Quand Leroy traite de la phénoménologie de Husserl en tant que telle, elle prend certes le temps de souligner l’amplitude féconde de cette science descriptive qui va de la réhabilitation du corps – actant la différence entre le körper, le corps-objet et le leib, le corps vécu – à l’analyse de la temporalité – distinguant entre le temps cosmique et le temps phénoménologique – en passant par l’importante problématique de l’intersubjectivité – c’est-à-dire de la reconnaissance de l’alter ego via l’aperception assimilatrice et l’imagination.

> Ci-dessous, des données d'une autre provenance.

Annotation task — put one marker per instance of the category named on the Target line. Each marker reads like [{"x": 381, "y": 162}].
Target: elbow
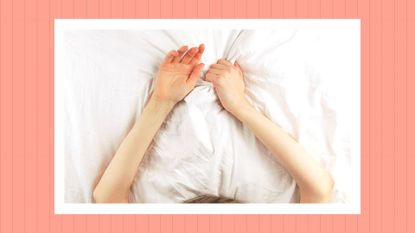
[{"x": 322, "y": 193}]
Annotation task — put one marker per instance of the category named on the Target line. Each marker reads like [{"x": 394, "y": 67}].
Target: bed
[{"x": 305, "y": 78}]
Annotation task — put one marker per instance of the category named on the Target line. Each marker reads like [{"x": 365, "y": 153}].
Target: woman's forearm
[
  {"x": 314, "y": 181},
  {"x": 115, "y": 183}
]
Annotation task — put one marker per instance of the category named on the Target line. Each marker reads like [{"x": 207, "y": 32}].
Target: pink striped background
[{"x": 26, "y": 110}]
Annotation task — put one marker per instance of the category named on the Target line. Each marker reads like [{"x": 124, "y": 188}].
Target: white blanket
[{"x": 302, "y": 78}]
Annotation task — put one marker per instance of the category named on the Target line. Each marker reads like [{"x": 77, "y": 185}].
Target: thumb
[
  {"x": 194, "y": 76},
  {"x": 236, "y": 64}
]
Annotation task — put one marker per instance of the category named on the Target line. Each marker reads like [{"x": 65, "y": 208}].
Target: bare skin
[
  {"x": 314, "y": 182},
  {"x": 177, "y": 76}
]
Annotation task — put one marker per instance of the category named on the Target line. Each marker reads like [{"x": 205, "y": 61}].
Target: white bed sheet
[{"x": 302, "y": 78}]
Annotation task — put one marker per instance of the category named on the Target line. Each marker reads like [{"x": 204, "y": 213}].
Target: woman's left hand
[{"x": 178, "y": 74}]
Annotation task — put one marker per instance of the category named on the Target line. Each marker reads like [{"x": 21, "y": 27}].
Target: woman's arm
[
  {"x": 314, "y": 182},
  {"x": 177, "y": 76}
]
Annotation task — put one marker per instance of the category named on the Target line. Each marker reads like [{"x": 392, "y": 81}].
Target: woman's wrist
[
  {"x": 158, "y": 109},
  {"x": 243, "y": 111}
]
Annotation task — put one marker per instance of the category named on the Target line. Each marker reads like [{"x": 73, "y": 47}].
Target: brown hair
[{"x": 211, "y": 199}]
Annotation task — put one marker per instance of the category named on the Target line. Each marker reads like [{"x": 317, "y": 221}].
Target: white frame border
[{"x": 123, "y": 24}]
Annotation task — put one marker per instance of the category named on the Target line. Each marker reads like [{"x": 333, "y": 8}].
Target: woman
[{"x": 177, "y": 76}]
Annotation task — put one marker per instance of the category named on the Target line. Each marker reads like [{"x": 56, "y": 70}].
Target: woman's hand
[
  {"x": 228, "y": 81},
  {"x": 178, "y": 74}
]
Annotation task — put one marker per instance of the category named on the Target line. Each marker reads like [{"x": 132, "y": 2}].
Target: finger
[
  {"x": 198, "y": 56},
  {"x": 182, "y": 50},
  {"x": 189, "y": 55},
  {"x": 194, "y": 76},
  {"x": 210, "y": 77},
  {"x": 224, "y": 62},
  {"x": 218, "y": 67},
  {"x": 170, "y": 56}
]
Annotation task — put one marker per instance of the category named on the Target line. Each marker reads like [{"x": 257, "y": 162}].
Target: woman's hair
[{"x": 211, "y": 199}]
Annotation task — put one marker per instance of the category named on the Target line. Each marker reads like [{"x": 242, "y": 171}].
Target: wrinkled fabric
[{"x": 291, "y": 76}]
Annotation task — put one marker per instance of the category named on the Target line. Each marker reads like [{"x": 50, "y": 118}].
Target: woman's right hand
[
  {"x": 228, "y": 81},
  {"x": 178, "y": 74}
]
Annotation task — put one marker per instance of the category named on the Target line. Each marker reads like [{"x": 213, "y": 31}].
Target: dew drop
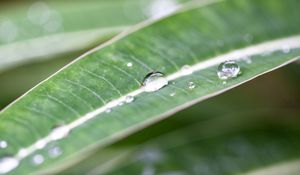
[
  {"x": 3, "y": 144},
  {"x": 22, "y": 153},
  {"x": 54, "y": 151},
  {"x": 129, "y": 99},
  {"x": 108, "y": 110},
  {"x": 154, "y": 81},
  {"x": 247, "y": 59},
  {"x": 7, "y": 164},
  {"x": 228, "y": 69},
  {"x": 129, "y": 64},
  {"x": 37, "y": 159},
  {"x": 191, "y": 85},
  {"x": 172, "y": 94},
  {"x": 60, "y": 132},
  {"x": 285, "y": 49},
  {"x": 40, "y": 144},
  {"x": 248, "y": 38},
  {"x": 186, "y": 70}
]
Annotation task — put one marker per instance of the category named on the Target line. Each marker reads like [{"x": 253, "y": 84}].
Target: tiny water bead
[
  {"x": 172, "y": 94},
  {"x": 186, "y": 70},
  {"x": 54, "y": 151},
  {"x": 60, "y": 132},
  {"x": 7, "y": 164},
  {"x": 154, "y": 81},
  {"x": 129, "y": 64},
  {"x": 286, "y": 49},
  {"x": 3, "y": 144},
  {"x": 37, "y": 159},
  {"x": 228, "y": 69},
  {"x": 129, "y": 99},
  {"x": 191, "y": 85}
]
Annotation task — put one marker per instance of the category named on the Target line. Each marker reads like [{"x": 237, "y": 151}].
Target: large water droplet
[
  {"x": 228, "y": 69},
  {"x": 54, "y": 151},
  {"x": 191, "y": 85},
  {"x": 3, "y": 144},
  {"x": 7, "y": 164},
  {"x": 154, "y": 81},
  {"x": 108, "y": 110},
  {"x": 60, "y": 132},
  {"x": 186, "y": 70},
  {"x": 129, "y": 64},
  {"x": 129, "y": 99},
  {"x": 37, "y": 159}
]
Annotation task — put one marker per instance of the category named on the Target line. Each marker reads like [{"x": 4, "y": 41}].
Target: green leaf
[
  {"x": 201, "y": 36},
  {"x": 40, "y": 30},
  {"x": 228, "y": 145}
]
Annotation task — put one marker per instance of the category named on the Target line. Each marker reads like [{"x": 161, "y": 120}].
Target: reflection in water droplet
[
  {"x": 129, "y": 99},
  {"x": 7, "y": 164},
  {"x": 3, "y": 144},
  {"x": 191, "y": 85},
  {"x": 286, "y": 49},
  {"x": 220, "y": 43},
  {"x": 186, "y": 70},
  {"x": 172, "y": 94},
  {"x": 247, "y": 59},
  {"x": 154, "y": 81},
  {"x": 228, "y": 69},
  {"x": 60, "y": 132},
  {"x": 129, "y": 64},
  {"x": 54, "y": 151},
  {"x": 37, "y": 159},
  {"x": 108, "y": 110},
  {"x": 40, "y": 144},
  {"x": 248, "y": 38}
]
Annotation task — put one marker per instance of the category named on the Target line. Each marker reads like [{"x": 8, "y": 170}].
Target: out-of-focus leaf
[{"x": 79, "y": 97}]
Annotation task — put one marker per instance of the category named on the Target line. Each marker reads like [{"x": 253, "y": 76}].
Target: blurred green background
[{"x": 268, "y": 103}]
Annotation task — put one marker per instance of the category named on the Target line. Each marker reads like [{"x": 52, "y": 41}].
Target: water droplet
[
  {"x": 286, "y": 49},
  {"x": 172, "y": 94},
  {"x": 60, "y": 132},
  {"x": 108, "y": 110},
  {"x": 129, "y": 99},
  {"x": 37, "y": 159},
  {"x": 154, "y": 81},
  {"x": 22, "y": 153},
  {"x": 247, "y": 59},
  {"x": 248, "y": 38},
  {"x": 3, "y": 144},
  {"x": 191, "y": 85},
  {"x": 228, "y": 69},
  {"x": 186, "y": 70},
  {"x": 7, "y": 164},
  {"x": 220, "y": 43},
  {"x": 54, "y": 151},
  {"x": 129, "y": 64},
  {"x": 40, "y": 144}
]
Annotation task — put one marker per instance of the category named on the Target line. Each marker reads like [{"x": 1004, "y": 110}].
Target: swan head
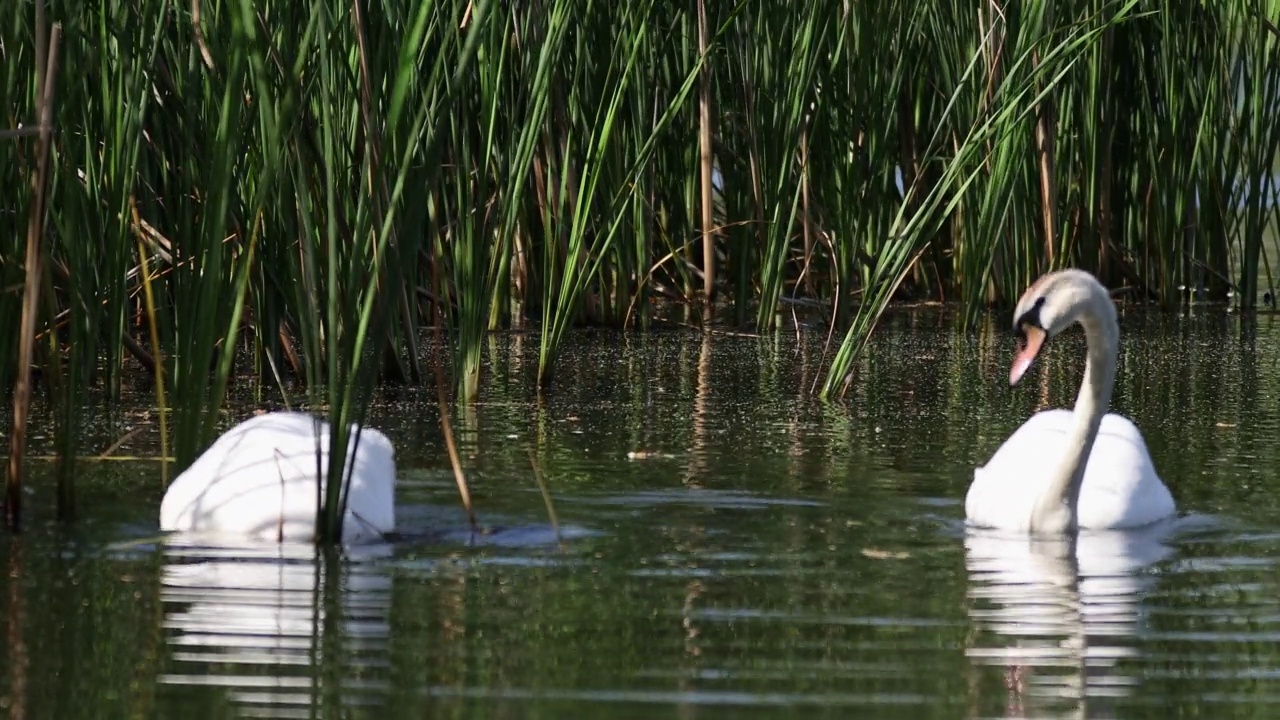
[{"x": 1051, "y": 305}]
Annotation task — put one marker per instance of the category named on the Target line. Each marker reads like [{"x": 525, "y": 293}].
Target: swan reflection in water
[
  {"x": 1060, "y": 614},
  {"x": 255, "y": 620}
]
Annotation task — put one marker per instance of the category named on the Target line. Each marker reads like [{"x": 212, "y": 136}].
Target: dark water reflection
[{"x": 727, "y": 548}]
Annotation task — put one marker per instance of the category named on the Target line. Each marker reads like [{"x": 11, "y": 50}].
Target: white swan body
[
  {"x": 1120, "y": 487},
  {"x": 260, "y": 481},
  {"x": 1070, "y": 469}
]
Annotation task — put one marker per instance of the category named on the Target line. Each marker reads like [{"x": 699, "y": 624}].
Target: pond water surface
[{"x": 727, "y": 548}]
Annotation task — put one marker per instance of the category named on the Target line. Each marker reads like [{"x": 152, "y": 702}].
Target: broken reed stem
[{"x": 46, "y": 64}]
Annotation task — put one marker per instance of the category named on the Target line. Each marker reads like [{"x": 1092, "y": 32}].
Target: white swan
[
  {"x": 1066, "y": 470},
  {"x": 260, "y": 481}
]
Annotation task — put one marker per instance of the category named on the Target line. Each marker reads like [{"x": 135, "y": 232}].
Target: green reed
[{"x": 312, "y": 186}]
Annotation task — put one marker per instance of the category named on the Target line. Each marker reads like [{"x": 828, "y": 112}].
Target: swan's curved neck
[{"x": 1056, "y": 509}]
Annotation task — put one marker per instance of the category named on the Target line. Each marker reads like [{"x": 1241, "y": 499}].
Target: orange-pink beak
[{"x": 1027, "y": 354}]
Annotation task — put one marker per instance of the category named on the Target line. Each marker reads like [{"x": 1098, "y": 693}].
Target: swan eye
[{"x": 1029, "y": 318}]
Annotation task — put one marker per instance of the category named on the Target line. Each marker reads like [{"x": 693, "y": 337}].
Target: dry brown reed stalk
[
  {"x": 46, "y": 73},
  {"x": 704, "y": 162},
  {"x": 446, "y": 424}
]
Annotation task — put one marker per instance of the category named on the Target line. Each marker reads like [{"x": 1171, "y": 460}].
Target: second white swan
[{"x": 1069, "y": 469}]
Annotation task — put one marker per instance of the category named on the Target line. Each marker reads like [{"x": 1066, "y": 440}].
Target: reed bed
[{"x": 312, "y": 185}]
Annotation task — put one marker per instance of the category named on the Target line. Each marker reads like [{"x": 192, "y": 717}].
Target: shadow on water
[{"x": 726, "y": 547}]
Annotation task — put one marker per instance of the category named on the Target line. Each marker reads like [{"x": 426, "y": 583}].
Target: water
[{"x": 757, "y": 555}]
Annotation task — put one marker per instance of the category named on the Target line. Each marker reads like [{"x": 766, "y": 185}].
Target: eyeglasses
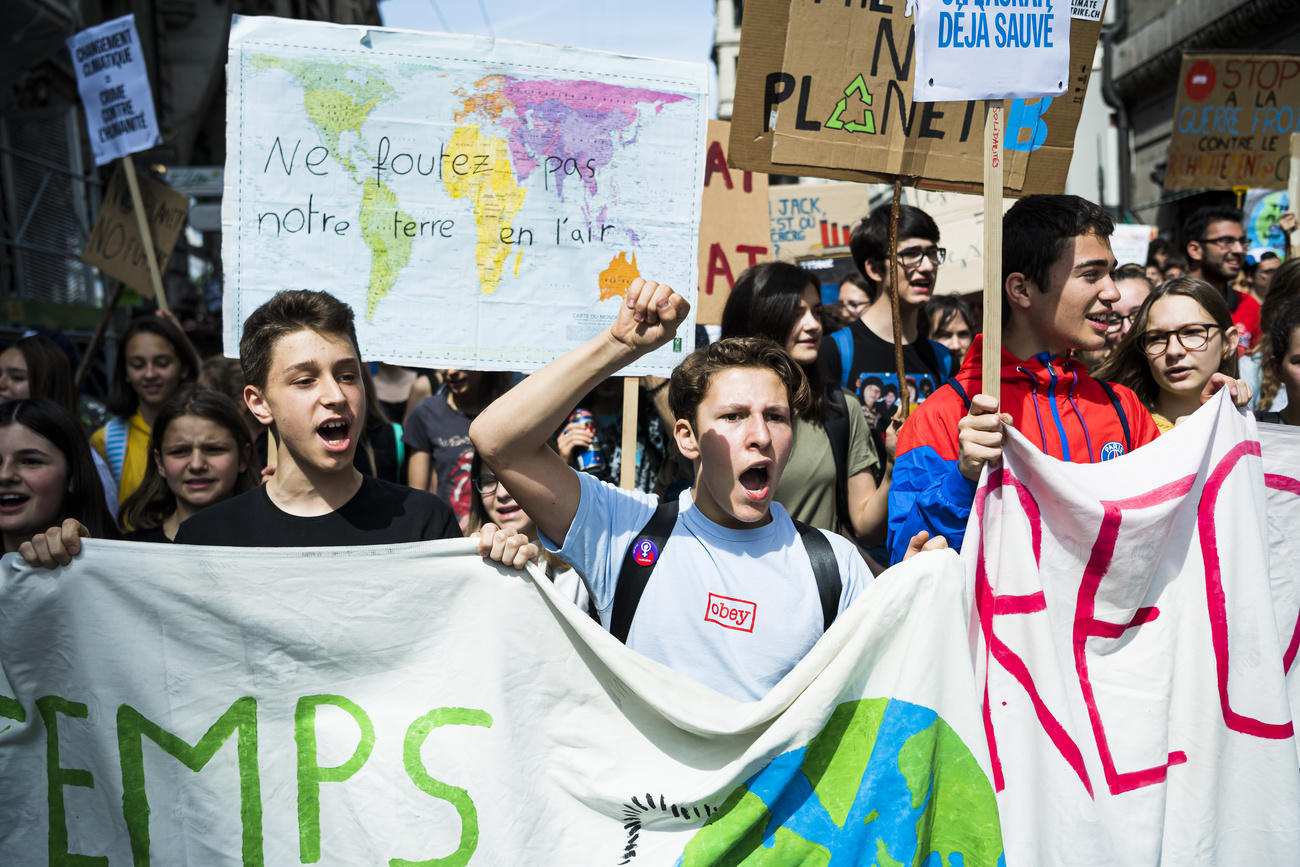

Mais, ce que l’autrice met sans doute le mieux en valeur ce sont les enjeux gnoséologiques dans lesquels se meut Husserl et qui déterminent le sens de l’intentionnalité et de la réflexivité : elle s’arrête sur la disjonction partielle entre l’objet en lui-même et le noème que constituent les vécus intentionnels de la conscience, conséquemment sur notre prétention à la connaissance objective ; ou encore sur une connaissance de soi qui ne mène pas à l’erreur cartésienne d’une réification de la conscience.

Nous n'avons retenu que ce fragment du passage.